Marlene Kos (born 1942) is an American visual artist known for video art and installations. She was primarily active during the 1970s, during which time she often collaborated with her then-husband, Paul Kos. She was born in Sacramento, California.

==Work==

Lightning (1976) video still

Kos' hypnotic video work explores the illusory qualities of televised images. Kos has exhibited her work at the Berkeley Art Museum and Pacific Film Archive, the Zachęta National Gallery of Art, the Künstlerhaus Stuttgart, the National Gallery of Art, among other venues. During the 1970s, Kos often collaborated on videos with her former husband, Paul Kos, and on occasion scripted and performed in relation to his installations.

Kos' work Lightning (1976) produced in collaboration with Paul Kos was originally held in the Castelli-Sonnabend collection of video art. It questions the notion of observation and whether seeing is in believing.

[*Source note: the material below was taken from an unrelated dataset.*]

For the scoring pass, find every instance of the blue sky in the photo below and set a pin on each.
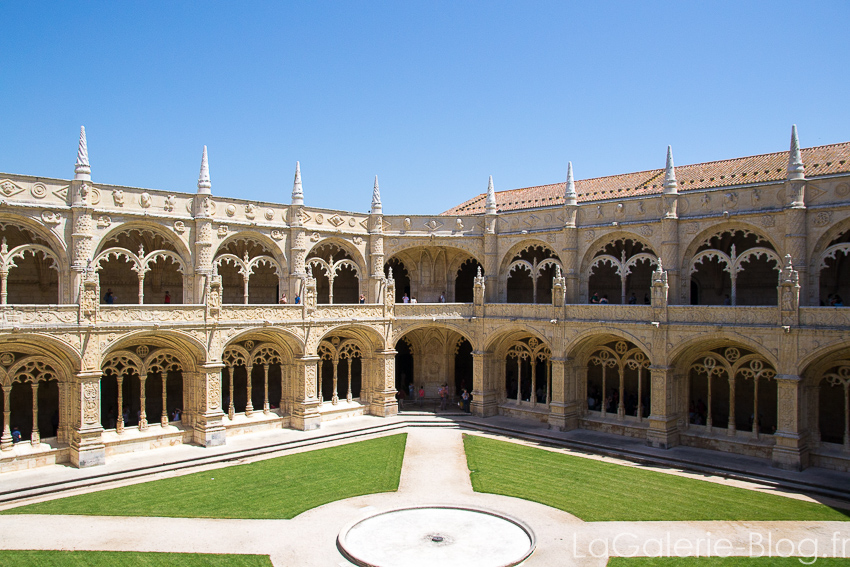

This experimental video is shot from the "privileged position" of the camera operator, depicting a woman "and what she sees as well as what she cannot see." The work questions the nature of reality in relation to observation of phenomena. The woman in the video (Marlene Kos) misses seeing the lightning strike by a few seconds each time it strikes, thus highlighting the privileged position of the camera man.

==Collections==
Kos' work is represented in the permanent collections of the San Francisco Museum of Modern Art, the Neuer Berliner Kunstverein, and the Stedelijk Museum Amsterdam, among other institutions.